- Municipality of Uruachi in Chihuahua
- Uruachi Location in Mexico
- Coordinates: 27°52′02″N 108°12′57″W﻿ / ﻿27.86722°N 108.21583°W
- Country: Mexico
- State: Chihuahua
- Municipal seat: Uruachi
- Founded: November 21, 1844

Area
- • Total: 3,058.31 km^{2} (1,180.82 sq mi)

Population (2010)
- • Total: 8,200
- • Density: 2.7/km^{2} (6.9/sq mi)

= Uruachi Municipality =

Municipality in the Mexican state of Chihuahua

Uruachi is one of the 67 municipalities of Chihuahua, in northern Mexico.

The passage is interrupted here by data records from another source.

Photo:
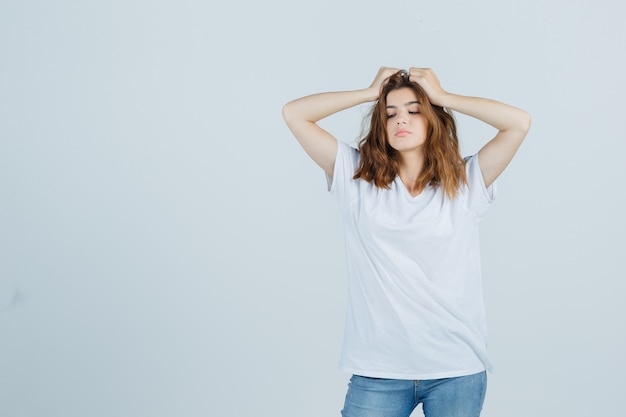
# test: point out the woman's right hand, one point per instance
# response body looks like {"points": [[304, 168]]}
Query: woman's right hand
{"points": [[383, 74]]}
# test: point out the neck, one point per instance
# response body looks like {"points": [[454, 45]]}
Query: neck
{"points": [[411, 166]]}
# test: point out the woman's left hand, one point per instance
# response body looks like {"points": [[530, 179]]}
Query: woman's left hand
{"points": [[427, 79]]}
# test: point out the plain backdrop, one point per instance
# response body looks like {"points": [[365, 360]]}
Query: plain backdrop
{"points": [[167, 248]]}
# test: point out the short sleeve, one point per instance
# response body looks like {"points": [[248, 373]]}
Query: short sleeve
{"points": [[340, 185], [479, 196]]}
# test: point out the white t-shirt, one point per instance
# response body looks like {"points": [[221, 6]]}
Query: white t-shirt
{"points": [[415, 306]]}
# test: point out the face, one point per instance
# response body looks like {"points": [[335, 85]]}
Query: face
{"points": [[406, 125]]}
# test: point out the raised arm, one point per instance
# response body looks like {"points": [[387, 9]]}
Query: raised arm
{"points": [[512, 123], [302, 115]]}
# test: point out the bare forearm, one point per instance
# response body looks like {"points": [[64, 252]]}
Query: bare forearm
{"points": [[318, 106], [499, 115]]}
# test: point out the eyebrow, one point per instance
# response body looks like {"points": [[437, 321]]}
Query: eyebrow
{"points": [[406, 104]]}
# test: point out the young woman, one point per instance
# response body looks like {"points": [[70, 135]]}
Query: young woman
{"points": [[415, 326]]}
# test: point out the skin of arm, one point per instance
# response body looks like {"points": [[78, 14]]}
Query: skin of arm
{"points": [[302, 115], [512, 123]]}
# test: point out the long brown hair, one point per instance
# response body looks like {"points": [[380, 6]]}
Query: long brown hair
{"points": [[443, 164]]}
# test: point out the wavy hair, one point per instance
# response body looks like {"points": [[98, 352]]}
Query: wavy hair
{"points": [[443, 164]]}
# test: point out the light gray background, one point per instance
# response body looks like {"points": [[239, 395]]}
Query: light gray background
{"points": [[167, 249]]}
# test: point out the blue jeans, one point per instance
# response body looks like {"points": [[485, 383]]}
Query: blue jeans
{"points": [[448, 397]]}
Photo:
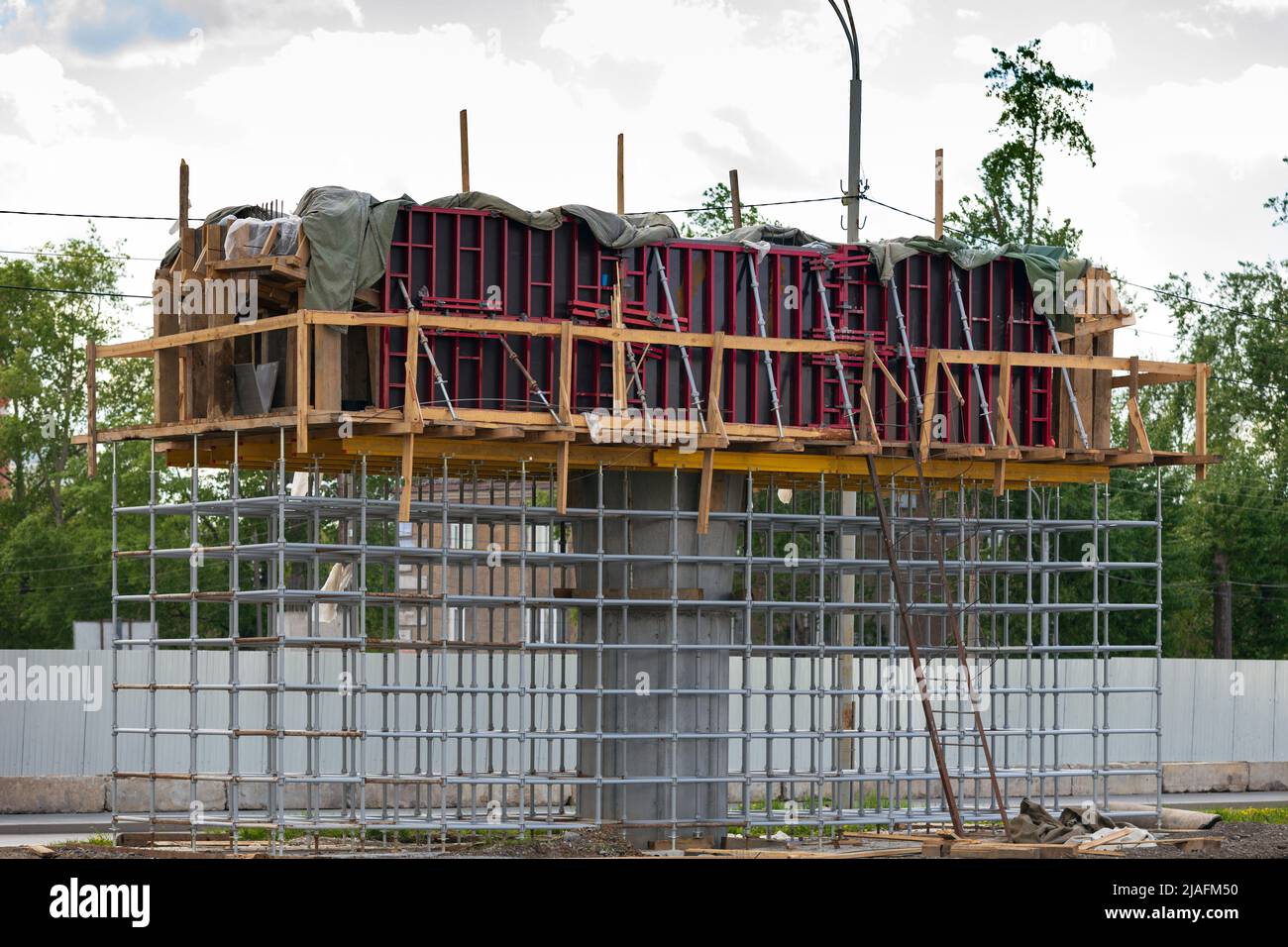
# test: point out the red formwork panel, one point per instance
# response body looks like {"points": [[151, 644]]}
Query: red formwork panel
{"points": [[481, 263]]}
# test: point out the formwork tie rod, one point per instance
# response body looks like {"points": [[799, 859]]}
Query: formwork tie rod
{"points": [[970, 344], [764, 334], [836, 359], [695, 398]]}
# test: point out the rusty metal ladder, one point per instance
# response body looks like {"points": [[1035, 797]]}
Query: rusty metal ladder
{"points": [[953, 617], [914, 651]]}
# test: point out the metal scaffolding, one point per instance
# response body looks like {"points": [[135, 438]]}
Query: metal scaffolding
{"points": [[317, 665]]}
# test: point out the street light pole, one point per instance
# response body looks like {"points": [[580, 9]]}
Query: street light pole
{"points": [[853, 182]]}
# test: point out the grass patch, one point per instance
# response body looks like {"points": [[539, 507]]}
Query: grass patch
{"points": [[1278, 817]]}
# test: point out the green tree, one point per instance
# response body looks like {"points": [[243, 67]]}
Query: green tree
{"points": [[1279, 208], [1041, 110], [54, 521], [715, 219], [1239, 514]]}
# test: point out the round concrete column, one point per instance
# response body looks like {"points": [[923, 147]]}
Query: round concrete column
{"points": [[657, 664]]}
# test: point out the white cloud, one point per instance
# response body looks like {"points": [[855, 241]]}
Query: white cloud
{"points": [[1081, 48], [1196, 30], [978, 51], [1263, 7], [47, 105], [163, 54]]}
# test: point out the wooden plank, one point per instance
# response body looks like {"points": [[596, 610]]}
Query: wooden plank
{"points": [[1004, 420], [939, 193], [1133, 407], [90, 410], [1100, 424], [465, 151], [866, 425], [621, 172], [566, 356], [165, 363], [927, 410], [1046, 360], [327, 373], [715, 423], [404, 496], [220, 381], [562, 478], [301, 385], [1201, 418], [143, 348], [735, 198], [618, 346], [648, 337], [412, 411], [373, 364]]}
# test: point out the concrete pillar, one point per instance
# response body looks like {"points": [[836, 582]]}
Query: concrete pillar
{"points": [[649, 673]]}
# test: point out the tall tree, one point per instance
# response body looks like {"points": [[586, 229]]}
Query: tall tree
{"points": [[1228, 541], [1041, 110]]}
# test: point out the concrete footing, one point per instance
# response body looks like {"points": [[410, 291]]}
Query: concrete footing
{"points": [[655, 665]]}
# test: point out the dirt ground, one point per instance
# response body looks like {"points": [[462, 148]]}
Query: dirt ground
{"points": [[1237, 840]]}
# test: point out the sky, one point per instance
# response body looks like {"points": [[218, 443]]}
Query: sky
{"points": [[101, 98]]}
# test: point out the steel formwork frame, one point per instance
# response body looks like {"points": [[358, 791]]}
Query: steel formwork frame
{"points": [[468, 262], [434, 688]]}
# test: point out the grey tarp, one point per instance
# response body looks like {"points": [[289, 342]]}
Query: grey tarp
{"points": [[613, 231], [774, 234], [349, 235], [1050, 268]]}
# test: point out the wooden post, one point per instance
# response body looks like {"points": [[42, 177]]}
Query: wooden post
{"points": [[566, 354], [404, 495], [867, 428], [220, 354], [90, 410], [301, 384], [1223, 612], [734, 197], [939, 193], [927, 408], [1004, 421], [713, 423], [1132, 405], [621, 172], [618, 347], [465, 151], [187, 249], [1201, 418]]}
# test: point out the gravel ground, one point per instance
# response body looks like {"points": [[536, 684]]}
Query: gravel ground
{"points": [[1237, 840], [584, 844]]}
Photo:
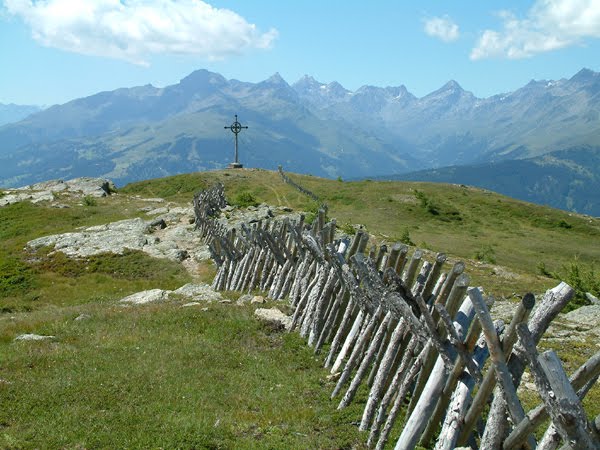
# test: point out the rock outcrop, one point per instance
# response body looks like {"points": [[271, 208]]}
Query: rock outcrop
{"points": [[45, 192], [168, 236]]}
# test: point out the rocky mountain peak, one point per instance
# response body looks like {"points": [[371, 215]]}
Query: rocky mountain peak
{"points": [[203, 77], [276, 79]]}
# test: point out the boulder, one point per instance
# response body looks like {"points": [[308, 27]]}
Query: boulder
{"points": [[258, 299], [150, 296]]}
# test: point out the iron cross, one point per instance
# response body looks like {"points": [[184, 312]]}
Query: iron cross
{"points": [[235, 127]]}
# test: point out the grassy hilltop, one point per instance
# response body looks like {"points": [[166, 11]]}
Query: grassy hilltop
{"points": [[165, 376]]}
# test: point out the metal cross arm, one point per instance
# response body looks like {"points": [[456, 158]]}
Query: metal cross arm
{"points": [[236, 128]]}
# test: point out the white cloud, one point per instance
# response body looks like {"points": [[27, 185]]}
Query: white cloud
{"points": [[549, 25], [443, 28], [132, 30]]}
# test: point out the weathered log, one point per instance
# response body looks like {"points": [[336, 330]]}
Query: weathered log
{"points": [[552, 303], [341, 299], [367, 360], [358, 350], [393, 256], [392, 389], [421, 278], [379, 384], [560, 398], [340, 334], [409, 274], [455, 294], [427, 401], [322, 302], [465, 350], [459, 400], [582, 377], [489, 382], [312, 302], [348, 342], [497, 356], [382, 349], [401, 261], [433, 276], [404, 388]]}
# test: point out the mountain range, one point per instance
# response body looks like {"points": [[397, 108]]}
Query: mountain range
{"points": [[309, 127], [13, 113]]}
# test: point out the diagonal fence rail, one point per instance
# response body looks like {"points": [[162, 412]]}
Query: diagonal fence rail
{"points": [[415, 336]]}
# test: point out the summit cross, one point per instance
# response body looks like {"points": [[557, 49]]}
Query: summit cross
{"points": [[235, 128]]}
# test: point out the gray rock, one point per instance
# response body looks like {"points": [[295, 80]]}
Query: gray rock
{"points": [[592, 298], [150, 296], [187, 305], [81, 317], [585, 316], [157, 211], [274, 316], [199, 292], [176, 242], [33, 337], [246, 298], [258, 299]]}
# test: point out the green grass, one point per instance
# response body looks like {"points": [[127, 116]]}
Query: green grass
{"points": [[163, 376], [467, 223]]}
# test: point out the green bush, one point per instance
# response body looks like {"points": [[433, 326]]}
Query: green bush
{"points": [[405, 237], [348, 229], [582, 279], [15, 276]]}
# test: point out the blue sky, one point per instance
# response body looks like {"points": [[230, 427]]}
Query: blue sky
{"points": [[53, 51]]}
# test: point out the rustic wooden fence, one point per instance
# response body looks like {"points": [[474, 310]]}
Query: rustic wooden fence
{"points": [[415, 336]]}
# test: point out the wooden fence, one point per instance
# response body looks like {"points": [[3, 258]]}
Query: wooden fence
{"points": [[414, 335]]}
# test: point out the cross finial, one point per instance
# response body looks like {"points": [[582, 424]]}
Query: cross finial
{"points": [[236, 128]]}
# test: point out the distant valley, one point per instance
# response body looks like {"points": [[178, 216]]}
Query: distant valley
{"points": [[323, 129]]}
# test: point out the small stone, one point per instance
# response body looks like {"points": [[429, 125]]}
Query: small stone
{"points": [[150, 296], [246, 298], [274, 317], [33, 337], [191, 304]]}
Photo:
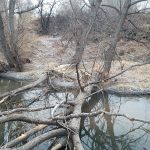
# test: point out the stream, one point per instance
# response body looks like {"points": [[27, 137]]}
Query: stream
{"points": [[97, 133]]}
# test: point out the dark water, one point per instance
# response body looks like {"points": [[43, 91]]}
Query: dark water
{"points": [[116, 133], [99, 133]]}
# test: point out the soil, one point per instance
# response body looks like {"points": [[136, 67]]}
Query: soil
{"points": [[48, 52]]}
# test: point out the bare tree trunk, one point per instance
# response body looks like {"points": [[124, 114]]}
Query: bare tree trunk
{"points": [[13, 38], [110, 52], [84, 32], [5, 47]]}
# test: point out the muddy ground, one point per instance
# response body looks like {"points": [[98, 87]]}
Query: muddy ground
{"points": [[48, 52]]}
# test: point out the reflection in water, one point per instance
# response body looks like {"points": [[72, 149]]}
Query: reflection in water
{"points": [[34, 98], [116, 133]]}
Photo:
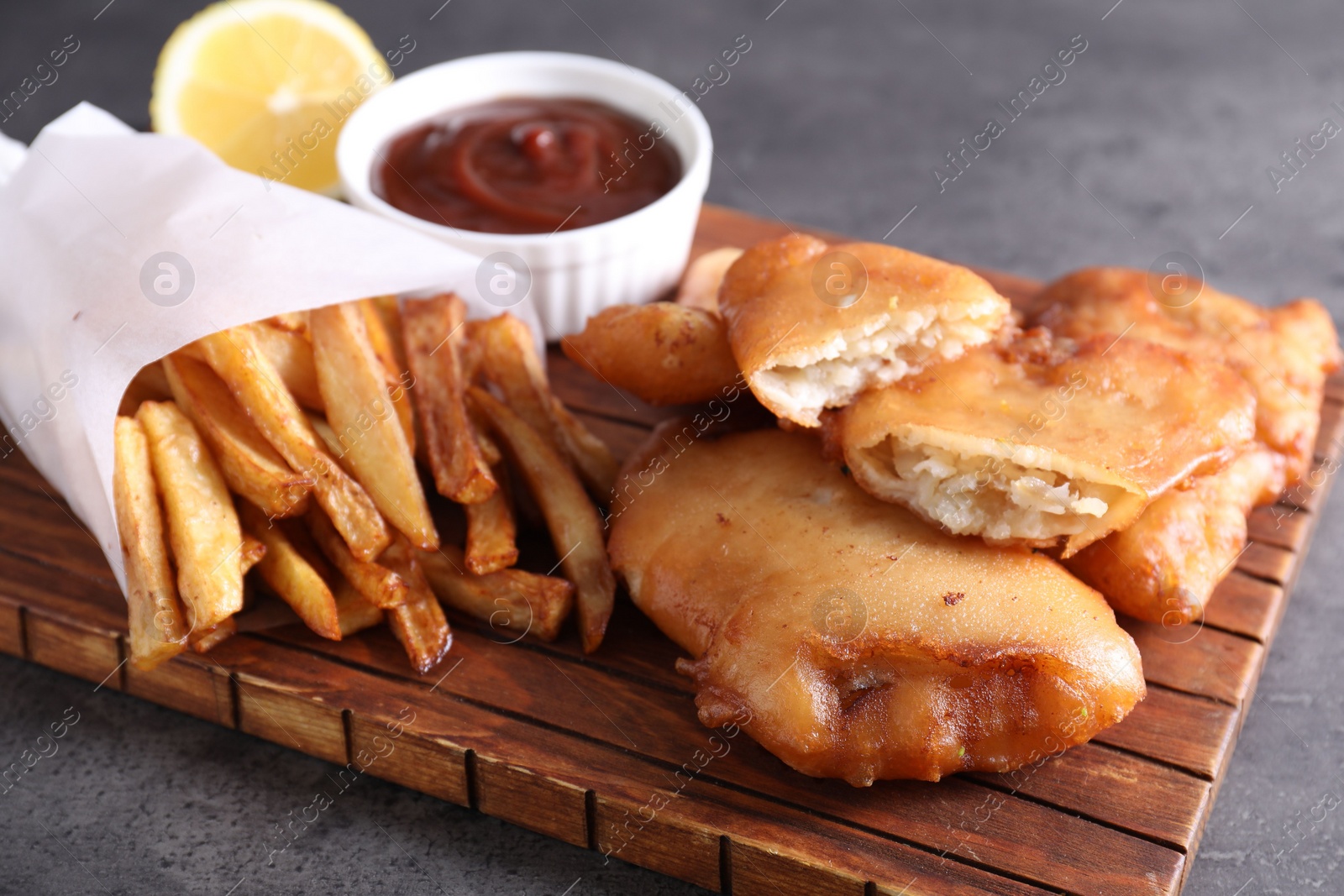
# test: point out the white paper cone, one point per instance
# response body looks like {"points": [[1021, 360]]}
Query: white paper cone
{"points": [[89, 296]]}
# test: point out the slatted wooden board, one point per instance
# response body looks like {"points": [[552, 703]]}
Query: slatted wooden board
{"points": [[606, 752]]}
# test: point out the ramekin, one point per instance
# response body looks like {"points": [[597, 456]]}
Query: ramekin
{"points": [[575, 273]]}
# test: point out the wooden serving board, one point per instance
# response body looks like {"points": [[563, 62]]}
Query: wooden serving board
{"points": [[606, 752]]}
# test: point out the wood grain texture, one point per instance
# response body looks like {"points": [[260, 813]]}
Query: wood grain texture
{"points": [[606, 752]]}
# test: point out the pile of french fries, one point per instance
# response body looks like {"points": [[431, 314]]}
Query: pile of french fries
{"points": [[281, 456]]}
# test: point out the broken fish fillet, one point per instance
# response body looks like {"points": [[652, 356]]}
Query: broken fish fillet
{"points": [[813, 324], [862, 642], [1045, 443]]}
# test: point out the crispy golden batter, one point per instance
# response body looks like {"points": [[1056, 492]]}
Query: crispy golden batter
{"points": [[1041, 443], [812, 324], [703, 278], [663, 352], [1166, 566], [862, 642], [1284, 352]]}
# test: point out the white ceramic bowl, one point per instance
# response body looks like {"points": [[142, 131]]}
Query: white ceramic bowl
{"points": [[573, 273]]}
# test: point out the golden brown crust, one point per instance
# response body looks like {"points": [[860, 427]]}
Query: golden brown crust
{"points": [[848, 637], [1166, 566], [1284, 352], [663, 352], [1126, 417]]}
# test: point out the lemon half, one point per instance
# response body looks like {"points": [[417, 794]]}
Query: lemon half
{"points": [[266, 85]]}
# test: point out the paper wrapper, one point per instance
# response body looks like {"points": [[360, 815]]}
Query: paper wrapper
{"points": [[85, 219]]}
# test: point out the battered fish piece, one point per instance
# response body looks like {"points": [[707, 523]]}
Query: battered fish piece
{"points": [[1045, 443], [663, 352], [860, 642], [1284, 352], [812, 324], [703, 278], [1166, 566]]}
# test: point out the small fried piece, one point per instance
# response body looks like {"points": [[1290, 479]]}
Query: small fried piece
{"points": [[515, 600], [575, 523], [156, 620], [360, 411], [250, 465], [234, 355], [355, 613], [292, 575], [491, 533], [1046, 445], [380, 584], [430, 329], [380, 322], [663, 352], [1166, 566], [703, 278], [291, 352], [418, 624], [812, 325], [508, 360], [202, 524]]}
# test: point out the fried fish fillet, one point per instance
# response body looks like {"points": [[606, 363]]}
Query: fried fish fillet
{"points": [[1284, 352], [1167, 564], [1042, 443], [862, 642], [813, 324]]}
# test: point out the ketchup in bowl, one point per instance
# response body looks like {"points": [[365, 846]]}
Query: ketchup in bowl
{"points": [[526, 167]]}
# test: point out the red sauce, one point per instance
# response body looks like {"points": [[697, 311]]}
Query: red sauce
{"points": [[526, 167]]}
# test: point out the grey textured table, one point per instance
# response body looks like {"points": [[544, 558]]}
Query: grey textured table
{"points": [[1158, 140]]}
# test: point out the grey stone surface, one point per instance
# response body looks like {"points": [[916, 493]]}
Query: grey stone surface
{"points": [[1158, 140]]}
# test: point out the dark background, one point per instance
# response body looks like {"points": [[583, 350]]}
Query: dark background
{"points": [[1156, 141]]}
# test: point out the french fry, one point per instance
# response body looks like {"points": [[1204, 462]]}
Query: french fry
{"points": [[250, 465], [491, 535], [202, 524], [360, 409], [252, 553], [156, 620], [573, 520], [354, 611], [490, 450], [291, 352], [291, 574], [596, 464], [147, 385], [398, 378], [418, 624], [454, 456], [510, 362], [212, 637], [514, 600], [331, 441], [259, 389], [380, 584]]}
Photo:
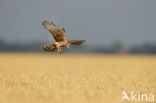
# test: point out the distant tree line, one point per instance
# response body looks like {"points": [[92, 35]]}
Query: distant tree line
{"points": [[116, 47]]}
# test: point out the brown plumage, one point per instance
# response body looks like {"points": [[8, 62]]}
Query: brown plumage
{"points": [[60, 37]]}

The municipal seat lies at Uruachi. The municipality covers an area of 3,058.31 km^{2}.

As of 2010, the municipality had a total population of 8,200, up from 7,934 as of 2005.

As of 2010, the town of Uruachi had a population of 1,199. Other than the town of Uruachi, the municipality had 422 localities, none of which had a population over 1,000.

==Geography==
===Towns and villages===
The municipality has 268 localities. The largest are:

| Name | Population (2005) |
|---|---|
| Uruachi | 806 |
| Gasogachi | 316 |
| El Rebaje | 248 |
| Jicamorachi | 240 |
| Arechuyvo | 210 |
| Total Municipio | 7,934 |

==History==
Five residents of Santísimo de Abajo were shot and killed and their vehicle was burned on January 31, 2021.